Auch wenn es nur knapp über eine Woche gedauert hat, das Album aufzunehmen, brauchte "Avalon" viele Jahre, um von der Zeugung bis zur Geburt zu kommen. Und das hat sich gelohnt. Das Album ist jetzt frisch erschienen.

(Quelle: Warner Music, 28.10.2008)

From Joyce’s Dublin to Springsteen’s Asbury Park, environments have always had a massive influence on writers and musicians’ creative output. Such is also the case with singer/songwriter Anthony Green’s debut solo release Avalon. Recorded last March over an eight-day period with Green and some friends at his fiancé’s parents’ house in the sleepy beach town of Avalon, New Jersey, the album spans Green’s adolescence and adulthood and shows him at both his most visceral and vulnerable. “We had a short timeline [to record this album] and that’s the way I used to work back in the day; you’d only have three days in the studio so you had to plan out everything and then just go for it,” Green explains. “I’ve been wanting to record these songs for the past two years and this was the perfect time and place to make it happen.”

Although the 26-year-old Green is best known as the lead singer for the Philadelphia-based progressive punk act Circa Survive, he’s also an accomplished instrumentalist in his own right and has been penning the songs that would eventually become Avalon consistently for the past decade. “Some of these songs are brand new, but most of them are really old,” Green explains. “For one of the versions of ‘Dear Child (I’ve Been Dying To Reach You)’ that’s on this record, I wrote the lyrics for it four or five years ago and the music even years before that,” he elaborates, adding that many of these songs were composed while he was still a junior in high school. Although Green initially intended many of these songs to be used in Circa Survive, ultimately he decided that in order to fully realize his artistic vision he would have to tackle these tracks on his own—a decision that was due to communicative issues as much as they were musical.

“I think at the time that I was writing a lot of these songs I wasn’t necessarily able to articulate to [Circa Survive] all the stuff musically I wanted to do with them,” Green explains. “I don’t know chords; I don’t know scales; I can’t talk to anybody about time signatures, so I couldn’t really explain how I wanted these to sound without doing something ridiculous like humming something out that doesn’t make sense to anyone except myself,” he adds. The logistics surrounding the writing and recording process of Avalon allowed Green to present his songs exactly the way he envisioned them, making this album the first true glimpse into the inner workings of Green’s psyche.
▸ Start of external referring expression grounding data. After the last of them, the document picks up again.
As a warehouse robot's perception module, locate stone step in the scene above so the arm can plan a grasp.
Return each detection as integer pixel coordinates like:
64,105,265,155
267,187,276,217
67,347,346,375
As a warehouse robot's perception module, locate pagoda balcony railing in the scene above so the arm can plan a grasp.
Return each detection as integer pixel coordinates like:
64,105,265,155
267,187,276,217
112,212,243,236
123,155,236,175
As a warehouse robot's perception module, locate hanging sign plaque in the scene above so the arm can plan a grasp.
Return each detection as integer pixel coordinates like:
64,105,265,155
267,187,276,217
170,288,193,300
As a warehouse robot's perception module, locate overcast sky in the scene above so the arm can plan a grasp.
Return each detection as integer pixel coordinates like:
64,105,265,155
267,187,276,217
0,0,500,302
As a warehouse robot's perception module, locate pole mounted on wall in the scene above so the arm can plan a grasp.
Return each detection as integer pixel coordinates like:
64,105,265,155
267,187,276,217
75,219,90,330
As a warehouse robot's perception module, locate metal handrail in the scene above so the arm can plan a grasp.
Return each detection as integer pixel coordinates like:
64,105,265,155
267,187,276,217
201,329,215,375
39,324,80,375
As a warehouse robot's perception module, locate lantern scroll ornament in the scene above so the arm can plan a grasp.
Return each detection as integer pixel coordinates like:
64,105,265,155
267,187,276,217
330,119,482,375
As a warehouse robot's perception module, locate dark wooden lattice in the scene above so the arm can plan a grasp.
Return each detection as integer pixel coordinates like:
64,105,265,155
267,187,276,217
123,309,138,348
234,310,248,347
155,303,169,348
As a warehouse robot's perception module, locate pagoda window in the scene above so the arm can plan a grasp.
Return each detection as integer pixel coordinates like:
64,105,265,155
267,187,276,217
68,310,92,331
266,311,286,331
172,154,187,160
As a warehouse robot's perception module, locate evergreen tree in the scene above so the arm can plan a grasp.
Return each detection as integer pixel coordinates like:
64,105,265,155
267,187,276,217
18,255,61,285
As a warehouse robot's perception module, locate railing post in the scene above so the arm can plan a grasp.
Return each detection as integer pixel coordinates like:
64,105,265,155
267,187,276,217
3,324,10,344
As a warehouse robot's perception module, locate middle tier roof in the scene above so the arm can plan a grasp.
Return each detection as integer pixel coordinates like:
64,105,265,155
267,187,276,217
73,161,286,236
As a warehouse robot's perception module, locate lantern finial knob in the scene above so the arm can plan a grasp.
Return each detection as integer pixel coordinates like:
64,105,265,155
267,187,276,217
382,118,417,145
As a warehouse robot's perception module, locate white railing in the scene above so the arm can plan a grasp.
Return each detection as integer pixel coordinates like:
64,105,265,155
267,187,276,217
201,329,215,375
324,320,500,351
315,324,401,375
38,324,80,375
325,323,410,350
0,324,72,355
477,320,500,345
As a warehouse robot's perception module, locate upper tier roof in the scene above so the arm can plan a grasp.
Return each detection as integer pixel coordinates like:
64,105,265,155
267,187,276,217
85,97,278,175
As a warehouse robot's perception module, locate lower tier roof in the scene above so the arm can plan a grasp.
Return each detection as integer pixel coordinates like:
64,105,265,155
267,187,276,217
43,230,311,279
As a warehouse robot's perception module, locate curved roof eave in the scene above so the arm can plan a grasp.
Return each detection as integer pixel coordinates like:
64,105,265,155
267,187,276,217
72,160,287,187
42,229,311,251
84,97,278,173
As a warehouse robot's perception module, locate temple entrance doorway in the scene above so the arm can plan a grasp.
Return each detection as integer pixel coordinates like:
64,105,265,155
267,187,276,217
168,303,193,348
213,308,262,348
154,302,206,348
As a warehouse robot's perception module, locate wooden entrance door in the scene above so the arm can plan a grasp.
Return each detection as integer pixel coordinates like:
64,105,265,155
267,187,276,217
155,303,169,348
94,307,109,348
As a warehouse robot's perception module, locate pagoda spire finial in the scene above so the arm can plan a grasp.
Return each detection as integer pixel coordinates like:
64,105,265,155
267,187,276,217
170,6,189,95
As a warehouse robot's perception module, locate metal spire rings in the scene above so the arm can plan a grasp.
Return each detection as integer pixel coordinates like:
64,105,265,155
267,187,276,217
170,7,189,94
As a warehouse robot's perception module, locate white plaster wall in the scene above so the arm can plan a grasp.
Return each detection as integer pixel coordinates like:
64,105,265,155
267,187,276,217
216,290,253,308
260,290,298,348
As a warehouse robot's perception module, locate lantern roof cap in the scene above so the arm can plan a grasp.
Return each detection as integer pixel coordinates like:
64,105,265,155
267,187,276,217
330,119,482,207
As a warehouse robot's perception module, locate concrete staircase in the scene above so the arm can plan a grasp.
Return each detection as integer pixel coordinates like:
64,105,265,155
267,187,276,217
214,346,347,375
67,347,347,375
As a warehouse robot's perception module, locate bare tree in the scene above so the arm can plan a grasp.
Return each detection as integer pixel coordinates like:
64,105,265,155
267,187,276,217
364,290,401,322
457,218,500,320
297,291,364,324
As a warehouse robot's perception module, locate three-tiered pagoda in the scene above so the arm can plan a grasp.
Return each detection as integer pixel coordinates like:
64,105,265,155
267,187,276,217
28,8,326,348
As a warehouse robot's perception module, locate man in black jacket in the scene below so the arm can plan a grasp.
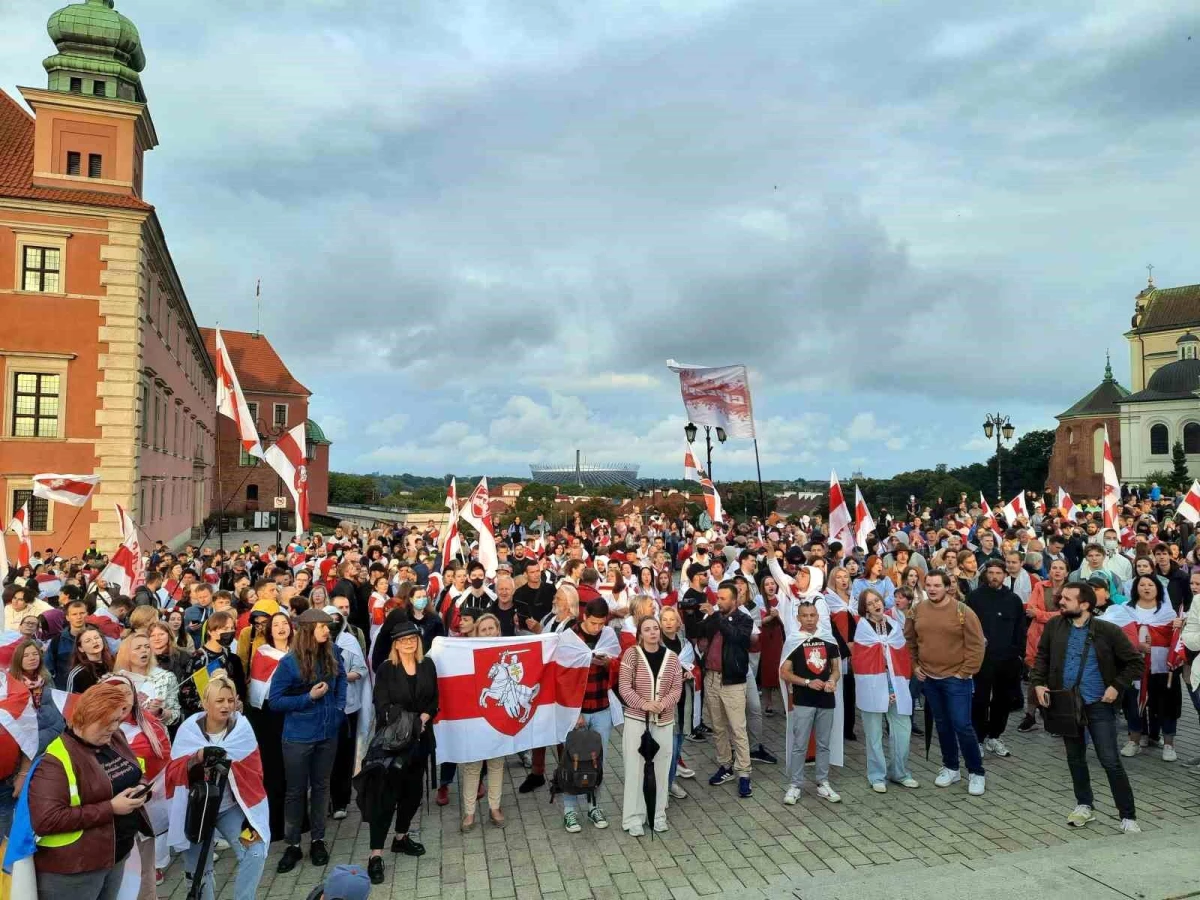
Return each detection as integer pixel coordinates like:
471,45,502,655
967,559,1027,756
1030,583,1144,832
701,581,754,798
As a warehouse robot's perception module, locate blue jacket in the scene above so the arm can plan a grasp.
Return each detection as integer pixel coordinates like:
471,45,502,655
270,650,346,744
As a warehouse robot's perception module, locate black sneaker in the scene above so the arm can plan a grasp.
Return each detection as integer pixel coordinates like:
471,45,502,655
308,840,329,866
391,834,425,857
750,744,779,766
517,772,546,793
275,846,304,875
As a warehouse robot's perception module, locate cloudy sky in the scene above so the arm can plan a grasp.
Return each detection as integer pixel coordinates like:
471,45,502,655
0,0,1200,479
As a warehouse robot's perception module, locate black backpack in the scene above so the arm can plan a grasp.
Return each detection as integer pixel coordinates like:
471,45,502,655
550,726,604,802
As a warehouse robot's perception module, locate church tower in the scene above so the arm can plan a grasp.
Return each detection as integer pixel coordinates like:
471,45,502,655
22,0,158,199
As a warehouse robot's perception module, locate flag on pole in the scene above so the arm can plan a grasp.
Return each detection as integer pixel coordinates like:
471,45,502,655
428,629,592,762
8,500,34,565
34,473,100,506
829,470,854,552
1104,425,1121,528
849,485,875,548
216,329,266,460
458,476,500,578
1175,481,1200,524
263,422,308,534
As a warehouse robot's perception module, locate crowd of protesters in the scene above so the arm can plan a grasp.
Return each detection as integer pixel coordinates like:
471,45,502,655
0,493,1200,900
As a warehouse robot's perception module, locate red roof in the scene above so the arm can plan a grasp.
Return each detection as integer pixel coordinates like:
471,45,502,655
0,90,154,210
200,328,312,397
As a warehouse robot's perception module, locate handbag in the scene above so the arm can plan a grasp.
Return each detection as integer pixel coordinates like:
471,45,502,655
1042,626,1092,738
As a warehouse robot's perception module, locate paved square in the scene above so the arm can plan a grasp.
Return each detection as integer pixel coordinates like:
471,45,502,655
160,704,1200,900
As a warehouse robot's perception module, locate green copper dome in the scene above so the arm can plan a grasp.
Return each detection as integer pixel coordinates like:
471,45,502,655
42,0,146,102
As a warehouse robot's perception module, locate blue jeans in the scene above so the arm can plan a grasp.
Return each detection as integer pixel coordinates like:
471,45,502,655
563,709,612,812
184,804,266,900
925,677,984,775
863,701,912,785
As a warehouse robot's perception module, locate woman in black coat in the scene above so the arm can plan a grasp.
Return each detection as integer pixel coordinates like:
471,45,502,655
360,622,438,884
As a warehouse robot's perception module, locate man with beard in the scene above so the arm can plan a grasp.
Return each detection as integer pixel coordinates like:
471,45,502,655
1030,583,1144,833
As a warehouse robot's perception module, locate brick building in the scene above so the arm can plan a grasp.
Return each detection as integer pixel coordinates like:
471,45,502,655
200,328,330,530
0,0,216,558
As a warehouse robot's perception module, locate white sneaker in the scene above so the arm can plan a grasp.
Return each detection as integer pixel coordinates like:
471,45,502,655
817,781,841,803
934,766,962,787
1067,803,1096,828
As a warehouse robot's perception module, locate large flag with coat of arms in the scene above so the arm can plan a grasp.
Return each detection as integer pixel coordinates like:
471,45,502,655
428,630,592,762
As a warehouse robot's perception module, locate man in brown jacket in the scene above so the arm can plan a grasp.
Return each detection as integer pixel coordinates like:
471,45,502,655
904,571,985,797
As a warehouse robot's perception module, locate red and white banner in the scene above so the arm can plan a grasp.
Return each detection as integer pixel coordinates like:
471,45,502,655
263,422,308,534
1175,481,1200,524
850,617,912,715
458,476,500,578
1104,425,1121,528
167,712,271,850
216,329,266,460
428,630,592,762
829,472,854,553
246,643,288,709
849,485,875,550
667,359,757,439
34,473,100,506
101,503,146,596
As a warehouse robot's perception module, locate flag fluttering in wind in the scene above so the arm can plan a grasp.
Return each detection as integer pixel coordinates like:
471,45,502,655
216,329,266,460
829,470,854,551
849,485,875,550
1104,425,1121,528
34,473,100,506
263,422,308,534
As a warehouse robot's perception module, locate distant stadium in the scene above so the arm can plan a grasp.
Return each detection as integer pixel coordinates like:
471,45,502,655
529,451,640,490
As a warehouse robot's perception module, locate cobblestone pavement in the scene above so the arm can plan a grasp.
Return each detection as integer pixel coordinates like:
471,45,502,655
160,704,1200,900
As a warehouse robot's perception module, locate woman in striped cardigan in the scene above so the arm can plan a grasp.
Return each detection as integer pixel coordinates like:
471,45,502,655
618,616,683,838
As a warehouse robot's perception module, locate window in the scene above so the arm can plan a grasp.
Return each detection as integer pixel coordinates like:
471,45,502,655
12,491,50,532
12,372,60,438
1183,422,1200,454
20,247,62,294
1150,425,1171,456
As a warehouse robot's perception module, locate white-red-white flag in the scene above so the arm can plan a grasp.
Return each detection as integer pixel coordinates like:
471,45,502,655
428,629,592,762
101,503,145,596
1104,425,1121,528
216,329,266,460
8,500,34,565
829,470,865,552
263,422,308,534
1175,481,1200,524
854,485,875,548
458,476,500,578
34,473,100,506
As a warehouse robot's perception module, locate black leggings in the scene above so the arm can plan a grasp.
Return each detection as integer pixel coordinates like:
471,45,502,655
371,764,425,850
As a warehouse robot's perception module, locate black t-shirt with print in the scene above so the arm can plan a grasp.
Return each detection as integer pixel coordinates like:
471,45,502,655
787,637,838,709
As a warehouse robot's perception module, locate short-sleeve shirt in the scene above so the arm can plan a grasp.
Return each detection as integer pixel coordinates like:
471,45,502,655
787,636,838,709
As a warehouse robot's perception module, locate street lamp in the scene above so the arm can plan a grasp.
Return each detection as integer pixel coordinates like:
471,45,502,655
983,413,1016,503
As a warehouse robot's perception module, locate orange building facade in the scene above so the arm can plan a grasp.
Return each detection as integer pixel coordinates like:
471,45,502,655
0,0,216,558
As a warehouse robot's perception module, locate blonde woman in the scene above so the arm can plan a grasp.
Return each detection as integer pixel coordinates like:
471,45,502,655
458,612,504,833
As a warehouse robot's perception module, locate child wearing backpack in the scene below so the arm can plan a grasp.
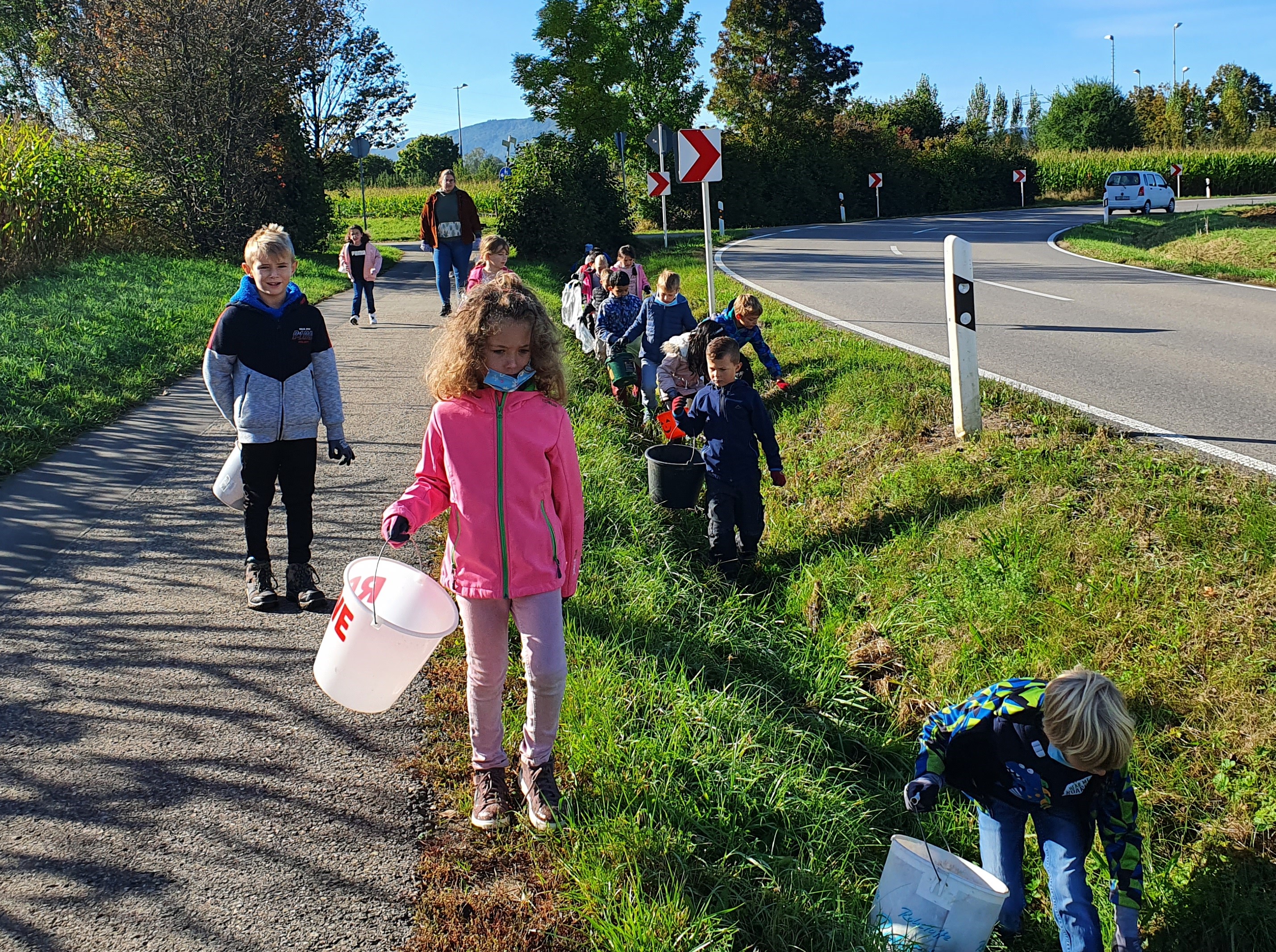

However despite the fact this is a “solo” album, that doesn’t mean that these songs are all composed of Green plaintively singing and strumming an acoustic guitar (although songs like “Drugdealer” are beautiful representations of just that). In fact, from the lush, Cure-inspired pop of “Babygirl” to the electronically driven ballad “Springtime Out The Van Window” and the harmonica and keyboard augmented “Slowing Down,” the inventive arrangements on these tracks perfectly complement Green’s distinctive vocal stylings. Then, there’s “Dear Child (I’ve Been Dying To Reach You),” which was the recorded on the West Coast with producer John Feldmann — and, although it has a completely different production value than the rest of the disc, effortlessly fits into the context of the album and is a perfect example of the artistic scope inherent on Avalon.

Although he prefers to allow his lyrics to be open to interpretation instead of laying out exactly what they’re about, Green will admit that every song on this album is related to something that he’s experienced personally over the past ten years, adding that instead of cloaking his message in metaphor and symbolism these songs contain some of the most direct lyrics he’s written to date. “‘She Loves Me So’ is about exactly what you think you feel about love and I wrote ‘Devil’s Song’ after a conversation I had with Saves The Day’s Chris Conley about how much of your soul you put into your music,” Green says about two of his favorite tracks. “I think everyone is always trying to look for what the meaning of everything is and what’s funny to me about these songs is that they’re all so obvious.”

While one might assume that after spending most of the year touring, he’d want to spend some time off relaxing, Green is adamant about constantly writing songs and making them available for his fans whether it’s in the form of Avalon or via demos he circulates on the Internet. “I’m always busy, I’ll be busy all my life; that’s just the way I like it,” he explains with a laugh. “I never liked working hard until I found something that didn’t make me feel like an alien to what I was doing; I think with music and art I belong there and I’m a native so I don’t mind doing it all the time. In fact, I embrace it.” Hopefully you’ll also embrace Avalon as a labor of love that Green has crafted as much for his fans as he has himself, because although it was recorded in scantly over a week on Seven Mile Island, Avalon truly took decades to unfold.